George, that hall trigger does work great; Wonderful sound track ;D

Kind regards, Arnold


----------



## Noitoen (Apr 15, 2010)

Nice engine . You could build a "make believe" carb around the one you have. With a scale air filter it would hide the working one and look good ;D


----------



## stevehuckss396 (Apr 15, 2010)

Awesome G!

I love the sound of a mini V8!


----------



## kustomkb (Apr 15, 2010)

Looks and sounds awesome.

Very nice!


----------



## Stan (Apr 16, 2010)

I think most members on this board would agree with me that we stand in awe of your ability. Congratulations on a job well done. Stan


----------



## slick95 (Apr 16, 2010)

George,

I keep watching the video over and over...Super Sweet Sound         

Jeff


----------



## putputman (Apr 16, 2010)

Looking forward to seeing your engines a NAMES. 

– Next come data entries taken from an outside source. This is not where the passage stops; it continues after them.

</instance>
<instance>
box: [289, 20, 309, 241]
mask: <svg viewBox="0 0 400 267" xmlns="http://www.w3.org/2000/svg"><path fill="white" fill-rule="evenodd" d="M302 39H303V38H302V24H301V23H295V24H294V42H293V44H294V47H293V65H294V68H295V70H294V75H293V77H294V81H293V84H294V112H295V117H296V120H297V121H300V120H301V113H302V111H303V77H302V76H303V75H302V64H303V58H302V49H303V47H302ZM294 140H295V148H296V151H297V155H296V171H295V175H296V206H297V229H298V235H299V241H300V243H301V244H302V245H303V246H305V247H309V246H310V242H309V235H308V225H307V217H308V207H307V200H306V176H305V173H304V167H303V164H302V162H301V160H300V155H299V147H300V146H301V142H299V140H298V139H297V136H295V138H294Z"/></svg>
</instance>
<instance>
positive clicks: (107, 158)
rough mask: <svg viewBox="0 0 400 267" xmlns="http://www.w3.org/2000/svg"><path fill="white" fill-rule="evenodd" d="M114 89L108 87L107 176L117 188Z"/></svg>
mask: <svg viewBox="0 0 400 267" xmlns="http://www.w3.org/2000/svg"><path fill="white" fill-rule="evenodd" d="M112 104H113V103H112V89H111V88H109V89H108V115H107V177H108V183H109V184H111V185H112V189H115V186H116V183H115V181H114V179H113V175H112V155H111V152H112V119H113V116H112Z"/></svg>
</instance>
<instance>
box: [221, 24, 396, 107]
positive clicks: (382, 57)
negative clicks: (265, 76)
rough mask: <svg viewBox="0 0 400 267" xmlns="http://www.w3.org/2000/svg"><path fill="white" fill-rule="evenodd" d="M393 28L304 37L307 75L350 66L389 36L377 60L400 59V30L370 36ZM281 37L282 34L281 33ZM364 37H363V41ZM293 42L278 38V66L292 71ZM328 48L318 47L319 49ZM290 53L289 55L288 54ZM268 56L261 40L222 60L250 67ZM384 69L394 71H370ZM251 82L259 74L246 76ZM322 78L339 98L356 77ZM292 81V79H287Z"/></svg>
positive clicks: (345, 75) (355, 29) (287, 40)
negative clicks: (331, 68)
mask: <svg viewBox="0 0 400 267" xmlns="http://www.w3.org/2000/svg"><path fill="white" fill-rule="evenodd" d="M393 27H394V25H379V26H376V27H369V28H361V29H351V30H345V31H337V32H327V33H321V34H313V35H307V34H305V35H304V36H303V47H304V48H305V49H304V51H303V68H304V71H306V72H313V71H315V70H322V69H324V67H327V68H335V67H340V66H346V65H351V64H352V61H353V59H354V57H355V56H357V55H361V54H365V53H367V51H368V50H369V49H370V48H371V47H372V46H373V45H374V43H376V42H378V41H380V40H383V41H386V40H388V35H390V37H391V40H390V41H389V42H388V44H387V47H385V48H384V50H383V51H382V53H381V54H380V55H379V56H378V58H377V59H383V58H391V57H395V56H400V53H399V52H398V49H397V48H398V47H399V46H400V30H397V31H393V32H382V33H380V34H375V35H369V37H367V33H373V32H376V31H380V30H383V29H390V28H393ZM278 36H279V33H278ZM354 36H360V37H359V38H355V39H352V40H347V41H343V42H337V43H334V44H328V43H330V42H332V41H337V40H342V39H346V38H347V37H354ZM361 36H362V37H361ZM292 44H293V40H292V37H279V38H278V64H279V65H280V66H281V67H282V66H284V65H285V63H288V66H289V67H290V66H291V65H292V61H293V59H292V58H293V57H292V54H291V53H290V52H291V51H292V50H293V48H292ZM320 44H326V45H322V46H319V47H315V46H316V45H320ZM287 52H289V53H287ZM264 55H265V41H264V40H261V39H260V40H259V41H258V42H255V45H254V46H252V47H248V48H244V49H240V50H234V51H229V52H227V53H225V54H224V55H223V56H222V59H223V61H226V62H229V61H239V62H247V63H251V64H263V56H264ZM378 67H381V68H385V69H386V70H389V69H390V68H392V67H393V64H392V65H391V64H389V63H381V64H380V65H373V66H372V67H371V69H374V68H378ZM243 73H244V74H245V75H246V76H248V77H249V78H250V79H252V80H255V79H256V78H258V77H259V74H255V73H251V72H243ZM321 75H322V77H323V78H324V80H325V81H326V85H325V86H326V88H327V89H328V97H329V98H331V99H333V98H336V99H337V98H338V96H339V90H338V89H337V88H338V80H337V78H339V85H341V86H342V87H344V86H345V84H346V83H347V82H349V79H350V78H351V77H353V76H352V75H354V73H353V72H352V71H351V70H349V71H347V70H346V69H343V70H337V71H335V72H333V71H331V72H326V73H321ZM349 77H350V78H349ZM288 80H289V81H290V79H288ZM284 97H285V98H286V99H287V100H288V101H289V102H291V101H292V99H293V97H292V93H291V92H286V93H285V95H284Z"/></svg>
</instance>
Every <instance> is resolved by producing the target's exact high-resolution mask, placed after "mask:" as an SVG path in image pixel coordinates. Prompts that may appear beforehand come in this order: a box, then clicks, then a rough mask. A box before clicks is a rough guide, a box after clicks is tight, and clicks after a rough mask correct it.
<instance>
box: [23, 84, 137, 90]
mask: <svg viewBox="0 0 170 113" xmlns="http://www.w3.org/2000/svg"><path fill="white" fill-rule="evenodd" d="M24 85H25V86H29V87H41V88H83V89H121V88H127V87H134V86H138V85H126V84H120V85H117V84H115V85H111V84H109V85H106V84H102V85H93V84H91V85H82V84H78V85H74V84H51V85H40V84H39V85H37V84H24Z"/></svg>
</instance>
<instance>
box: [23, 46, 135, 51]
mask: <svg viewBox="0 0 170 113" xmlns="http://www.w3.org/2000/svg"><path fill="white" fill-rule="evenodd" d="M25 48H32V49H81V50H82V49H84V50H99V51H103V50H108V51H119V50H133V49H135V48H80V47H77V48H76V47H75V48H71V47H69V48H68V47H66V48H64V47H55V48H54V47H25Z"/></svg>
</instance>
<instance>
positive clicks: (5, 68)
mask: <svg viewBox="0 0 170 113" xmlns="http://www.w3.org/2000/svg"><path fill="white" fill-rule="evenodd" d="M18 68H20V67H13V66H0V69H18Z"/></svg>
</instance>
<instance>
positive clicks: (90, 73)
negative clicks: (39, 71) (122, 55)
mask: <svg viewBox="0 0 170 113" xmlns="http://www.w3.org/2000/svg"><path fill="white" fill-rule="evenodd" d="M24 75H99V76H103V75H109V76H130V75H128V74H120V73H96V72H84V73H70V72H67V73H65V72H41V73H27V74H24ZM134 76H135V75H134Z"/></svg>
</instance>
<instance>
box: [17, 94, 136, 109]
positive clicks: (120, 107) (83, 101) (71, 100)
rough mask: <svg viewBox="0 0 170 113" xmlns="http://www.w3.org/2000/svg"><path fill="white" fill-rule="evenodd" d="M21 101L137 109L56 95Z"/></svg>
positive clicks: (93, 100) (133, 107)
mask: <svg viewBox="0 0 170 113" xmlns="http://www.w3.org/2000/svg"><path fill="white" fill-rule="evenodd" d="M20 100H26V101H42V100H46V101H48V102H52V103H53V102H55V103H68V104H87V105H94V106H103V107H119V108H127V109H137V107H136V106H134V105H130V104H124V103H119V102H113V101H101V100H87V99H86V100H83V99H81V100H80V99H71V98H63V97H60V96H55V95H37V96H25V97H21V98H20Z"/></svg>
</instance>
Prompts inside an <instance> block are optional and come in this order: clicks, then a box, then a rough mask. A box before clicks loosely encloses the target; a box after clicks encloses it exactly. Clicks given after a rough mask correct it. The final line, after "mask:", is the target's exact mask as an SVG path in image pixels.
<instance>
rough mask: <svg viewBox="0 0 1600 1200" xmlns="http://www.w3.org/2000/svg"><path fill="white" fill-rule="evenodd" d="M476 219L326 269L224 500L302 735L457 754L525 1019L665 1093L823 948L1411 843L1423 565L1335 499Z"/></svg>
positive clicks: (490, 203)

I don't quite understand your distributor. The magnet is stationary and the Hall effect rotates? Maybe you can explain it to me at the show.


----------



## gbritnell (Apr 16, 2010)

Hi Arv, 
The magnet is stationery inside the distributor. It's mounted on a small angle plate so that it faces horizontally. The magnet is .125 diameter and .062 thick. To mount the Hall transistor first I cut a window in the side of the distributor body, then I made an aluminum mount to hold the Hall transistor and epoxied it in place. I calculated the depth when I made the mount so the Hall transistor would be flush with the inside diameter of the distributor body. My triggering device is like an upside down pot, for want of a better description, and in the side wall are cut eight little windows. The OD of the 'pot' has about .006 clearance to the inside of the distributor body. It's mounted to the distributor shaft by a 2-56 set screw so I can adjust the timing. It also has 2 pie shaped windows in the top so I can adjust the position of the magnet as close to the inside of the 'pot' as possible without touching it. The wall thickness of the 'pot' is .030 so this gives me about .006+.030+.011=.047 distance between the Hall and the magnet. I have found by experimentation that these powerful little magnets will work up to about .07 away from the Hall transistor. I'm fairly familiar with electricity and how it works but it still amazes me that this thing will switch on and off so many times per second. I took the engine over to my buddies place this morning to run it for him and we put a tach on it. I can get the idle down to about 6-700 rpm and it looks like it will go to a little above 7000 on the high end, so if you figure 7000 rpm divided by 2 (cam speed) gives 3500 rpm. Multiply this times 8 triggers per revolution and you get 28,000 cycles per minute divided by 60 and you get 466 per second. Amazing!! In the future I won't build anything with mechanical points again. 
 When you get to NAMES I'll open it up and show you what I have.
George


----------



## MakMov (Apr 16, 2010)

That is a cool little engine I always liked SBF, but that sure does seem like an awfull lot of timing advance.


----------



## Noitoen (Apr 17, 2010)

I'm planning to construct a CDI double coil 4 cyl for my little Samurai Jeep and my hall device is like those slit opto sensors, only instead of a led it has a magnet. When a metal vane goes through the slit, it detects.


----------



## cidrontmg (Apr 17, 2010)

"all the carb problems were actually ignition problems"
heh, another confirmation to the old saw: "Most carburetor problems are electric"... ;D


----------